De flexibiliteit van de input is een positief gegeven en de mix die uit het proces rolt, is beter dan bij de petrochemische industrie, meent Schenk. ‘Onze crude is beter omdat de condenseerbare fractie puur uit aromaten en naftalenen bestaat, dus geen paraffine- en olefine koolwaterstoffen.’

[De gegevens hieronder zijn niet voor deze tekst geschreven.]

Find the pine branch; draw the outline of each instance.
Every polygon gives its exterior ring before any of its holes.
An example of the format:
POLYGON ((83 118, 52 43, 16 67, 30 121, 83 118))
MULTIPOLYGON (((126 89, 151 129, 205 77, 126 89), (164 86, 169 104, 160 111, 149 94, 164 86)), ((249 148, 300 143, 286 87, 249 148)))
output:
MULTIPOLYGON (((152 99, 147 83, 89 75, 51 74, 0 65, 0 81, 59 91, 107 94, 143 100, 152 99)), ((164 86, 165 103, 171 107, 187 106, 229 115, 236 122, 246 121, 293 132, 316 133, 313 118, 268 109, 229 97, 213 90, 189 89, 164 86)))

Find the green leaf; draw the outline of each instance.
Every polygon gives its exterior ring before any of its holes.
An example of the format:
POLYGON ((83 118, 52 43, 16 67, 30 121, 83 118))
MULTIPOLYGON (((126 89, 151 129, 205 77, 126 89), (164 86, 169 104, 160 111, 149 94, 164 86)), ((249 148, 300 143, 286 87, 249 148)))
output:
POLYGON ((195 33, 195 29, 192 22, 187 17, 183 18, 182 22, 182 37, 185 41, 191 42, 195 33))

Ook doordat er biomassa wordt gebruikt dat niet concurreert met voedsel, is er geen sprake van de discussie food versus fuel/chemicals. Zo zijn er diverse voordelen te behalen bij de omzetting van biomassa naar bio-aromaten via katalytische pyrolyse, maar hoe werkt het nu op grotere schaal? Op laboratoriumniveau is veel getest en ook met grotere reactoren zijn de uitkomsten goed, maar de volgende stap moet nu genomen worden en die stap is wat groter. BioBTX wil een pilot plant bouwen en daarvoor zijn ‘meerdere miljoenen’ nodig, aldus Schenk. Begin januari heeft het bedrijf een toekenning van 500.000 euro gekregen van TKI-BBE. ‘Daar zijn wij heel blij mee en zie ik als startpunt. Wij zijn nu op zoek naar samenwerkingspartijen.’

 

Met Cumapol in zee

De pilotfabriek zal verrijzen bij het bedrijf Cumapol in Emmen, een producent van verschillende polyesters waaronder PET (zie het artikel ‘Cumapol: polyesters op maat’ in Agro&Chemie 1 uit 2014, red.). Van de door BioBTX geproduceerde bio-aromaten is de p-xyleenfractie de basis voor één van de grondstoffen (PTA) voor de polyesters. Samen met Cumapol wil BioBTX starten met de synthese en uiteindelijk de productie van BioPET. Op deze manier willen beide bedrijven een bijdrage leveren aan de vergroening en verduurzaming van dit type materialen. Dit zal echter nog wel even duren en de eerste stap voor BioBTX is om direct na de zomer met de bouw van de pilot te beginnen om spoedig daarna te kunnen starten met de echte productie. Niet dat er haast bij is vanwege mogelijke concurrentie. Schenk ziet andere partijen niet zo snel instappen omdat er veel specifieke kennis nodig is. ‘Je moet bijvoorbeeld door de verschillende reactieomstandigheden veel inzicht hebben in de conversie. Wij hebben inmiddels veel kennis opgebouwd en zijn een van de weinige partijen die hiermee bezig is.’

 

Bestaande markt

Een voordeel is dat BioBTX geen nieuw product maakt of nieuwe markten hoeft te ontwikkelen. Schenk: ‘Veel technologiebedrijven starten vanuit de techniek en gaan dan toepassingen zoeken. Wij zijn uitgegaan van de markt en hebben gekeken waar de maatschappij behoefte aan heeft en zijn daar de technologie bij gaan zoeken.’ Het gaat om aromaten met een identieke functionaliteit in bestaande markten waardoor er sprake is van een directe drop-in. Dat scheelt een stuk, want uit cijfers blijkt dat het twintig tot veertig jaar duurt voor je kunststoffen kunt ontwikkelen die je op voldoende schaal kunt produceren en distribueren, zo rekent Schenk voor. Daarbij benadrukt hij nogmaals de sterke punten van de door BioBTX gebruikte techniek: er is maar een processtap nodig, alle geproduceerde stoffen krijgen waarde en de input van biomassa is flexibel. De marktpotentie is er, maar cijfers over afzet en omzet zijn lastig te geven.